Kurt Austin suchte auf dem Armaturenbrett das Sprechfunkgerät. Sein Blick blieb an einem Sende- und Empfangsgerät hängen, das auf eine seltsame Frequenz eingestellt war.

COM-1, dachte er. »Das muss Jinns Frequenz sein«, sagte er. »Können Sie mal eins dieser Headsets suchen?«

Leilani tastete den Boden nach einem der Headsets ab, die die toten Piloten getragen hatten. Sie hob es auf und reichte es ihm.

Er stöpselte es ein. Er fand ein zweites Sende- und Empfangsgerät und justierte es dergestalt, dass er alles mithören konnte, was auf COM-1 gesprochen wurde, selbst jedoch nur auf COM-2 sendete. Er stellte die Frequenz ein, die Nigel, der Hubschrauberpilot, benutzt hatte, als sie Aqua-Terra zum ersten Mal angeflogen hatten.
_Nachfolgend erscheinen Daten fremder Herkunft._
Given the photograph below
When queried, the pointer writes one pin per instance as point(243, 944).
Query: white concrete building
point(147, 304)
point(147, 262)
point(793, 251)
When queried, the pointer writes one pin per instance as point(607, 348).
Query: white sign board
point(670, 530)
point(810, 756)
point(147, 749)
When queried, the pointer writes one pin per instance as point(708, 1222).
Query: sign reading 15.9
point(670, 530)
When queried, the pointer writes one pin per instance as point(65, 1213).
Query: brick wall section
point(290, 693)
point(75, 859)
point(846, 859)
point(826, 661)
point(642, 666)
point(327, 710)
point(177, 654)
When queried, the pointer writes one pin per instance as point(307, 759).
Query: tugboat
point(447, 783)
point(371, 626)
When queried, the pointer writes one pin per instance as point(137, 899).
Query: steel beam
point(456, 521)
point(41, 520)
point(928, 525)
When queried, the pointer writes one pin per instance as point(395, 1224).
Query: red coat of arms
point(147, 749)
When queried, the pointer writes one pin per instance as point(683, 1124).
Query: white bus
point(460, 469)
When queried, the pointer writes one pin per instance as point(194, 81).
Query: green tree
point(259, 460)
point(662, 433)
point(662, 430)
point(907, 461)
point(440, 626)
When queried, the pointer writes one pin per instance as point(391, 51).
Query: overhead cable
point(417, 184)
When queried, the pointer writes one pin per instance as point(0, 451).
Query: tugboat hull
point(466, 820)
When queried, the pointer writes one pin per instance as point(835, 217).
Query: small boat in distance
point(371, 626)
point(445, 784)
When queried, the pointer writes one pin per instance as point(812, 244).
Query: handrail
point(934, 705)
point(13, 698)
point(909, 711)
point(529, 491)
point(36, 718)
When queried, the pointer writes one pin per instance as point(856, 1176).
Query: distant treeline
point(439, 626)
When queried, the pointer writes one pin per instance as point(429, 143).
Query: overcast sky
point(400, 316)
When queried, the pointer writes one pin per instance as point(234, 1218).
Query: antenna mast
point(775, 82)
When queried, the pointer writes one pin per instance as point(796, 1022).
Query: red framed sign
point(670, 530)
»Würden Sie mir netterweise verraten, was wir tun«, bat Leilani. »Ich dachte, wir entfernen uns von ihnen, anstatt uns ihnen zu nähern.«

»Mehrere meiner Freunde von der NUMA sind da unten. Sie wollen doch die Umstände aufklären, unter denen Ihr Bruder umgekommen ist. Offenbar sind sie einer Antwort auf diese Frage unmittelbar auf der Spur, da sie deswegen angegriffen und aus dem Verkehr gezogen werden sollen.«

»Angegriffen?«

»Ich habe gesehen, wie Jinns Männer in das andere Flugzeug eingestiegen sind«, sagte Kurt. »Sie machten den Eindruck einer Kommandotruppe. Deshalb bin ich mir ziemlich sicher, dass sie die Insel stürmen wollen.«

»Ich glaube, Sie haben recht«, sagte Leilani. »Wir müssen die da unten warnen.«

Kurt schaltete durch die Frequenzen, bis die Zahl 122.85 im Bildschirmfenster angezeigt wurde. »Die habe ich gesucht.«

Er lauschte einige Sekunden lang, hörte nichts, dann drückte er auf die Sendetaste. »Aqua-Terra, hier ist Kurt Austin. Hören Sie mich?«

Nichts.

Während Kurt sendete, behielt er die Transportflugzeuge im Auge. Er sah keinerlei Anzeichen, dass man dort etwas von dem augenblicklichen Geschehen mitbekam.

»Aqua-Terra, kommen.«

»Versuchen Sie es auf einer anderen Frequenz.«

»Nein. Das ist die richtige.« Er betätigte abermals die Sendetaste. »Aqua-Terra, hören Sie mich? Hier ist Kurt Austin. Sie müssen mit einem Angriff rechnen. Treffen Sie Vorbereitungen zur Abwehr von Enterkommandos.«

Er ließ die Taste los.

»Weshalb antworten sie nicht?«, fragte Leilani.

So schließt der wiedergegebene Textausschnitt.